Seated on a vintage sofa in his Nampa home, Elijah Jensen watches light flood through the mail slot in his door and puddle on his wood floor. As the hatch squeaks shut, a few letters and a medium-sized package slide across the floor. Jensen's eyes light up as he grabs the pile and thumbs through its contents. Unlike most of us, Jensen still eagerly awaits the mailman.
In April 2009, while living in a New Jersey hotel for a job, Jensen got the idea to start the Dying Letter Office. His goal was to revive the lost art of letter writing and make some tangible human connections along the way.
"Really the impetus, the idea was, I want to connect with people," said Jensen. "The idea itself was I'm going to send nice things to people and give them a chance to smile."
So Jensen did what anyone looking to revive the dying mail system might do: He started a Facebook page. Jensen began collecting friends' mailing addresses online and prepping eclectic, artful packages to send out.
"I was using the Internet to compile these addresses, but really, I was using those addresses as this sort of fight against intangible communication," said Jensen.
Jensen's first package included a typed letter, a mix CD, a hand-plucked dried plant, and a fill-in-the-blanks "summertime party" invite for people to photocopy and send out. The letter's mission statement read:
"1. Sending packages is fun, let's do it!; 2. Receiving packages is even more fun, let's accept them!; 3. We will circumvent less expressive 'social networks'; 4. And make new friends!; 5. This is not a scam."

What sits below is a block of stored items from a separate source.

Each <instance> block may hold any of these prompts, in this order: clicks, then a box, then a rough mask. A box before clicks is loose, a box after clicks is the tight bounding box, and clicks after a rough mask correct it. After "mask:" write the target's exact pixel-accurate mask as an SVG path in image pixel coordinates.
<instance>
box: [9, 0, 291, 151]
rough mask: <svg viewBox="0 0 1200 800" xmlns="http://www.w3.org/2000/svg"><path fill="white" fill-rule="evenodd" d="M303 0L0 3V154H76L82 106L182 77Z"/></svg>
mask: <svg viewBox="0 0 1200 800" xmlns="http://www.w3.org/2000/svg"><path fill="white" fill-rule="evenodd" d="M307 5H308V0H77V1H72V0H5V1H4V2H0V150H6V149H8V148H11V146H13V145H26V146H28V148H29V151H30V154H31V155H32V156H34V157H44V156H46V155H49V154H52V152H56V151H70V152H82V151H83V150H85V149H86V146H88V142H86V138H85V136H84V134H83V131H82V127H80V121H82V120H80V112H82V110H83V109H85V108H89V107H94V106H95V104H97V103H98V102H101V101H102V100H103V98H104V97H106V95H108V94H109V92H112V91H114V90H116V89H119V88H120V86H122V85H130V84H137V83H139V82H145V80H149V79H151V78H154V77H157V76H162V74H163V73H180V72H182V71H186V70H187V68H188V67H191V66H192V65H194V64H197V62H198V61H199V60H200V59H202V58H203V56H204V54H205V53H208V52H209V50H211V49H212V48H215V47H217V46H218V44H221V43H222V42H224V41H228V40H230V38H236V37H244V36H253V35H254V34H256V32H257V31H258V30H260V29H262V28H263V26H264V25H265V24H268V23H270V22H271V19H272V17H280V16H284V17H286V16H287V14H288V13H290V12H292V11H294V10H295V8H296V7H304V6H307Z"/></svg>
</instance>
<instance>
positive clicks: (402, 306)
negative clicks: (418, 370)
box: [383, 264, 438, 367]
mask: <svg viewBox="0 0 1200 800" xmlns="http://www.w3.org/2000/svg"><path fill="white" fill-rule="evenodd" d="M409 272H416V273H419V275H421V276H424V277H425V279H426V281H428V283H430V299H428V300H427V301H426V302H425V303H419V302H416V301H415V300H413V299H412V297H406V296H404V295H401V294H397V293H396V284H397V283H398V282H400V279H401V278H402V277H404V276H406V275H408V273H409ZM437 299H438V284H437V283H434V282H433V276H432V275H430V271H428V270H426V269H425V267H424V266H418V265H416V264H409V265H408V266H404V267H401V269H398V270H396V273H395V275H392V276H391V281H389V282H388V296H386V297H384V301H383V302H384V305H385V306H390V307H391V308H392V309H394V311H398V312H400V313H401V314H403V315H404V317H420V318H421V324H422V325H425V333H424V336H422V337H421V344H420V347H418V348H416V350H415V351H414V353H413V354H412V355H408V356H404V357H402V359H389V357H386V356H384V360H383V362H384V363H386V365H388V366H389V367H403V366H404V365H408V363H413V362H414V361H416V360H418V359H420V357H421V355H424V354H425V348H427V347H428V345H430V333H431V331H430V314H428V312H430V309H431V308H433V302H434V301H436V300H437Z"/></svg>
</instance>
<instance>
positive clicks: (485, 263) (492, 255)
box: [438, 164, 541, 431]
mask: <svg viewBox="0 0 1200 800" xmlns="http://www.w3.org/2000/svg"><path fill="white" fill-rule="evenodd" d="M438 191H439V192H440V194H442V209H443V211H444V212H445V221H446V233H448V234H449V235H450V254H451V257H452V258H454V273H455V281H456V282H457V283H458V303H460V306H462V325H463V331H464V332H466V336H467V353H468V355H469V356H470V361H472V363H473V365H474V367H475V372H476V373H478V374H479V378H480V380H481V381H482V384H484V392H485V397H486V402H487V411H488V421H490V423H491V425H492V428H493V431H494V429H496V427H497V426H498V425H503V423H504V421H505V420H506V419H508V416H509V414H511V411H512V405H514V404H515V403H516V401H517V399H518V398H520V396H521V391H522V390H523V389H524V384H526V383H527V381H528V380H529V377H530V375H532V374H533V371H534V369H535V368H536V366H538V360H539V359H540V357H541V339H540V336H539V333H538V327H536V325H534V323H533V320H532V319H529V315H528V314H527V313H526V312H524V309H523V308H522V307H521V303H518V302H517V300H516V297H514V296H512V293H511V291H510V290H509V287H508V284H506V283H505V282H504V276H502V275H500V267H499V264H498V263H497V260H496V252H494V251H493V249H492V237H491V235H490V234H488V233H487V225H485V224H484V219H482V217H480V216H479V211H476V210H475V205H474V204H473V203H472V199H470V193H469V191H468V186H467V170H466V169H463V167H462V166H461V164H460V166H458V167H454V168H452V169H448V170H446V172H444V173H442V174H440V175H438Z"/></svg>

DLO was a hit. Jensen mailed the first package to 50 people, and the list continued to grow from there, hitting approximately 100 at one point. He filled his packages with delicate handmade items: pocket letterpresses, fill-in-the-bubble comics, a build-your-own 3D model of his home. Soon, friends of friends of friends who Jensen had never met were asking to be involved with the Dying Letter Office. Now, a large portion of those correspondences—both Jensen's packages and the items people sent him back—will be split into two public exhibitions: one opening on First Thursday, Feb. 2, at Bricolage, and the other on Saturday, Feb. 4, at Black Hunger gallery.
"It's exciting to get something fun in the mail," said Chelsea Snow, Bricolage co-owner and DLO recipient. "It's kind of the only cool thing I get unless it's like my birthday—it's bills and junk and the occasional awesome thing from Elijah."
Though the DLO packages are all unique, there is a uniting thread: "A painstaking effort to avoid ease," as Jensen puts it. There are tiny drawings, vintage slides, instructions for how to make black tea-ringed tree stumps and delicate hand-bound books of poetry featuring musings like, "Who cares? Everyone. And I think that is the most beautiful thing."
"When we get them, [my husband] Ben and I wait until we're home together to open it," said Bricolage co-owner Juliana McLenna. "It's become kind of a sacred thing; we would never open it without the other one."
But the project hasn't gone exactly as intended. Though Jensen has received a number of things back from DLO participants--hand-spun yarn, bird stencils, pressed flowers—DLO hasn't been nearly as collaborative as he had originally hoped.
"How many I send out and how many I receive back, it's about the same ratio every time, it's about 10 percent," said Jensen. "If I sent out to 50 people, I'd get like five back."
For Snow, the act of getting an envelope, stamps and mailing out a package turns out to be harder than it sounds.
"I have been pretty lame about responding," admitted Snow. "I don't send it because I'm not good at things like that. But I always do the activity, and I feel like that's part of it."
Eli Craven, Black Hunger gallery artist and DLO participant, agrees.
"Even when you really believe in something someone's doing, it's really hard to step up and put forth the effort and do it," said Craven.
But when Jensen mailed out a comic about a fictional drink called the "Menstruating Yeti," he got back something spirited: Three Menstruating Yeti drink recipes from 10th Street Station bartender Dan Krejci. Jensen decided to throw a party for DLOers featuring the specialty drinks. The back-and-forth collaboration inspired him to take a different approach with the project.
"That's when I stopped giving the assignments out," explained Jensen. "I was just trying my best to gather artifacts and I realized that was the wrong approach. I just send out what I want to and then people send back what they want to. And it'll just sort of naturally flow."
That flow will be on display this First Thursday, Feb. 2, at Bricolage from 6-9 p.m. Jensen has crafted a few DLO-related specialty items for purchase and has teamed up with Collapse Theater's Kelly Broich for an interactive event. The party continues at Black Hunger Gallery on Saturday, Feb. 4, with another, more elaborate exhibition of Jensen's DLO collaborations, starting at 6 p.m.
Though Jensen might not have resurrected the mail system, his dedication to the art of mailing his thoughts and gifts has helped draw attention to the simple joy of opening a folded letter and unwrapping a handmade artifact.
"Although it is seen as an archaic method of communication, people still do care about it," said Jensen. "Even if it's like 10 people. That makes it almost more powerful to me."